Network latency decreasing on load
I'm doing an experiment to see the effects of CPU load on network latency. My results makes no sense, and I'm hoping you may be able to understand it. The machines are connected through two network links.
First link:
[ Host A ] < -- InfiniBand (200 Gbps) -- > [ Host B ]
Second link:
[ Host A ] < -- Ethernet --> [ Switch ] <-- Ethernet -- > [ Host B ]
Above is an idle Host A and Host B pinging host A via Ethernet and InfiniBand. The Ethernet median latency is 0.550ms and the InfiniBand median latency is 0.330ms.
Above is a stressed Host A and Host B pinging host A via Ethernet and InfiniBand. The Ethernet median latency is now 0.360ms and the InfiniBand median latency is 0.115ms.
Both hosts run Ubuntu 20.04 and Linux 5.8.
Why did my network latency decrease when I stressed all cores of Host A?
This is completely normal. Let me explain a little bit more detail. An idle kernel (no process with work to do) puts the CPU in power saving mode, and possibly decreases the CPU's core frequency.

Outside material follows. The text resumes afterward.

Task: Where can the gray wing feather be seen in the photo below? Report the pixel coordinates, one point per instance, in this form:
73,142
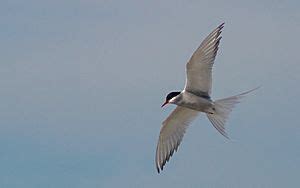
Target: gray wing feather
172,133
199,67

Whenever a packet arrives on the network card, the network card raises an interrupt which gives a signal to the kernel "a network packet has arrived". This needs to be processed until the kernel network stack decides to send a ping reply. Now when it comes to response time, the default linux kernel scheduler is not optimized for this, because usually, it doesn't matter if the reply arrives in 0.3 ms or in 0.1 ms.
Now consider this: an active CPU is on maximized CPU frequency, and does not need to be waken up from power save mode... an active CPU responds quicker to ping request than an idle CPU. (Unless you boot a real-time kernel, which is optimized for response time).